Medo de denunciar a clandestinidade
Outra barreira no combate à mutilação genital feminina é a omissão da sociedade, ressalta Baldé. “O problema que temos dentro das comunidades é que às vezes têm medo de denunciarem, porque acham que as famílias que cometerem o crime poderão depois perseguí-las. O que nós temos estado a fazer neste sentido é deixar os contatos do comité em todas as comunidades em que passamos, porque todos os casos que chegaram à Justiça até aqui são casos que foram denunciados diretamente pelo comité”.
Em 2014, o Inquérito aos Indicadores Múltiplos realizado no país verificou que 45% das mulheres de 15 a 49 anos e 30% das meninas de 0 a 14 anos foram vítimas da excisão genital.
O presidente do Movimento Internacional da Sociedade Civil na Guiné-Bissau, Jorge Gomes, vê com preocupação os casos de mutilação no país, que agora acontecem de forma clandestina, e reforça o papel das denúncias da sociedade.
“Agora as mulheres fazem aquilo de uma forma clandestina. Já houve casos que foram julgadas e condenadas, mas agora arranjaram uma estratégia de excisarem as crianças às vezes com três meses, dois meses, de modo que aquilo é uma situação muito grave”, enfatiza Gomes.
Sensibilização da sociedade
Para além das campanhas promovidas pelo CNAPN, outras entidades e organizações realizam o trabalho de sensibilização das comunidades em todo o país, com objetivo de coibir a prática da mutilação genital feminina.
A presidente da Rede Nacional de Luta Contra a Violência baseada no Género e Criança na Guiné-Bissau, Aissatu Camara, diz que é preciso levar mais informação às comunidades.

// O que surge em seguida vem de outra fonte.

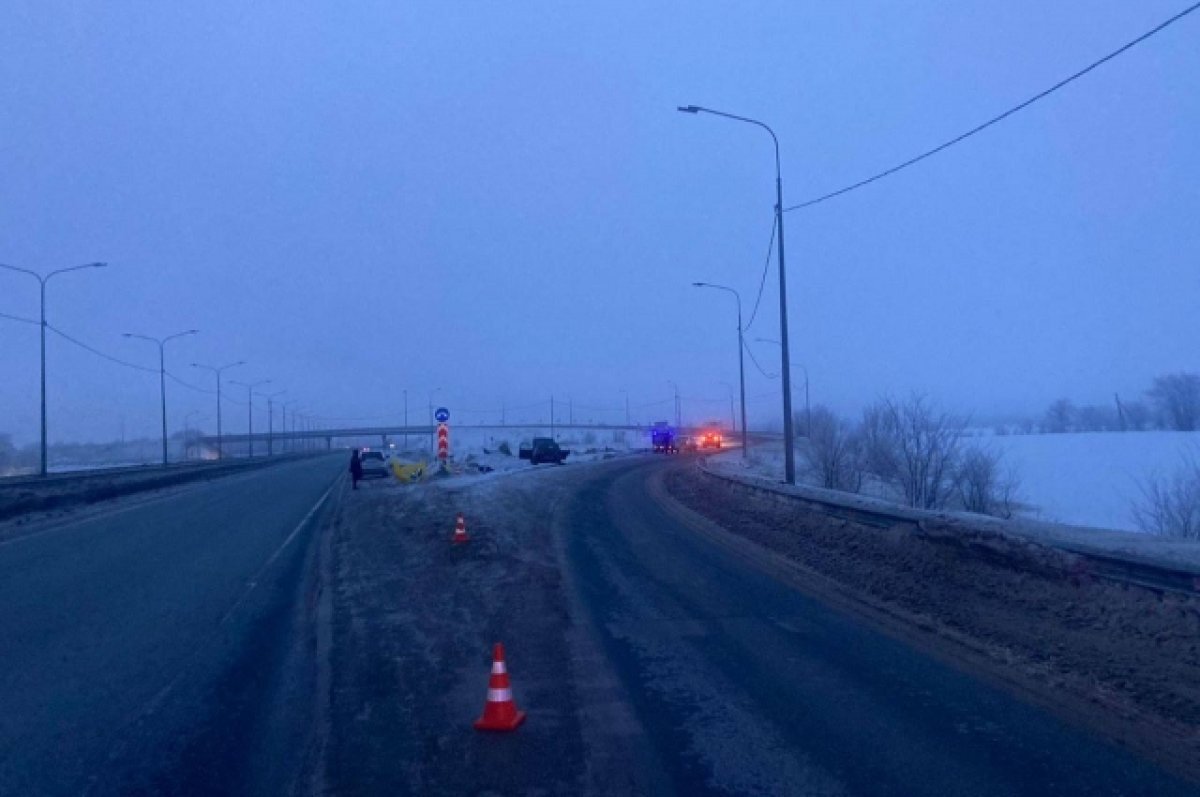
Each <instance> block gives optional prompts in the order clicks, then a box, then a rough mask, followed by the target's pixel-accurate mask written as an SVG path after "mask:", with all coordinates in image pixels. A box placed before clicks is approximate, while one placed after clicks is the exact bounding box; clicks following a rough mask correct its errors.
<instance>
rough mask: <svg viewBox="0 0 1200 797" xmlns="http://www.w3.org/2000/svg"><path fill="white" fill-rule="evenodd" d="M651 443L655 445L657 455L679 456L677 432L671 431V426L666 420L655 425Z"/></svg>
mask: <svg viewBox="0 0 1200 797" xmlns="http://www.w3.org/2000/svg"><path fill="white" fill-rule="evenodd" d="M650 442H652V443H653V444H654V453H655V454H678V453H679V444H678V439H677V438H676V431H674V430H673V429H671V424H668V423H666V421H665V420H660V421H658V423H656V424H654V429H652V430H650Z"/></svg>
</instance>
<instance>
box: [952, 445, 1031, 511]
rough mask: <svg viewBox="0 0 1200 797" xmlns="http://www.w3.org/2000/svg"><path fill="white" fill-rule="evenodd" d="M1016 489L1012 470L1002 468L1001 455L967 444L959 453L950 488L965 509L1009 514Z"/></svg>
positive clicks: (1015, 493) (1012, 509)
mask: <svg viewBox="0 0 1200 797" xmlns="http://www.w3.org/2000/svg"><path fill="white" fill-rule="evenodd" d="M1016 489H1018V479H1016V474H1015V473H1014V472H1013V471H1010V469H1009V471H1007V472H1006V471H1004V469H1003V468H1002V461H1001V455H1000V454H997V453H996V451H991V450H988V449H982V448H968V449H966V450H965V451H962V453H961V455H960V456H959V461H958V466H956V467H955V471H954V490H955V492H958V496H959V501H960V502H961V503H962V509H965V510H966V511H968V513H979V514H980V515H995V516H996V517H1012V516H1013V511H1014V503H1015V499H1016Z"/></svg>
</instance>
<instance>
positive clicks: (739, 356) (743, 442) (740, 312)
mask: <svg viewBox="0 0 1200 797" xmlns="http://www.w3.org/2000/svg"><path fill="white" fill-rule="evenodd" d="M691 284H692V286H695V287H697V288H713V289H715V290H725V292H726V293H732V294H733V298H734V299H737V302H738V384H740V385H742V459H743V460H744V459H746V449H748V448H749V443H748V441H746V370H745V352H743V348H744V346H745V343H743V342H742V294H739V293H738V292H737V290H734V289H733V288H728V287H726V286H724V284H713V283H712V282H692V283H691Z"/></svg>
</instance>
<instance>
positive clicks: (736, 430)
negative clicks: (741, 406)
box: [721, 379, 745, 432]
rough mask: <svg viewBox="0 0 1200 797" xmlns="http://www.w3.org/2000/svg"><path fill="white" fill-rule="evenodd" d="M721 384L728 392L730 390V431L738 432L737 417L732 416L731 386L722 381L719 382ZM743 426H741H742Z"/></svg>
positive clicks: (736, 416) (732, 386) (729, 384)
mask: <svg viewBox="0 0 1200 797" xmlns="http://www.w3.org/2000/svg"><path fill="white" fill-rule="evenodd" d="M721 384H722V385H725V386H726V388H728V390H730V429H732V430H733V431H734V432H737V431H738V420H737V415H734V413H733V385H731V384H730V383H728V382H725V380H724V379H722V380H721ZM744 425H745V424H743V426H744Z"/></svg>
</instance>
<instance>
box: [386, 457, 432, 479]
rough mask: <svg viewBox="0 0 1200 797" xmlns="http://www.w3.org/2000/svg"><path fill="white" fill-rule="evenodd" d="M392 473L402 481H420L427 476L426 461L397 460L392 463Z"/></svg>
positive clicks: (392, 461)
mask: <svg viewBox="0 0 1200 797" xmlns="http://www.w3.org/2000/svg"><path fill="white" fill-rule="evenodd" d="M391 474H392V475H394V477H396V478H397V479H398V480H400V481H408V483H413V481H420V480H421V479H424V478H425V463H424V462H412V463H406V462H396V461H392V463H391Z"/></svg>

“As informações que se passam são duas: uma é informar da existência da lei, porque é para ser cumprida, e quem não cumprir a lei, mesmo sabendo ou não da existência da lei, se violar, é punida. A outra informação é aquela parte nefasta à saúde da pessoa humana, nós informamos, falamos das consequências daquela prática, que é já a parte sanitária”.
De acordo com Camara, as informações são repassadas de diversas formas às comunidades. “Em alguma vezes levamos alguns seriados com imagens do que pode acontecer a partir daquela prática, que é para a comunidade ter noção. Porque eles fazem sem conhecer a parte negativa”.
O presidente do Movimento Internacional da Sociedade Civil na Guiné-Bissau reconhece os esforços das organizações, mas afirma que enfrentam dificuldades de financiamento para executarem os trabalhos de prevenção e coibição das práticas de excisão genital feminina.
“Às vezes temos dificuldades. Num país carente como o nosso, quem financia esses casos são as organizações internacionais. E neste momento penso que há muitos financiamentos que estão suspensos por causa da situação sociopolítico vigente no país”, lamenta Gomes.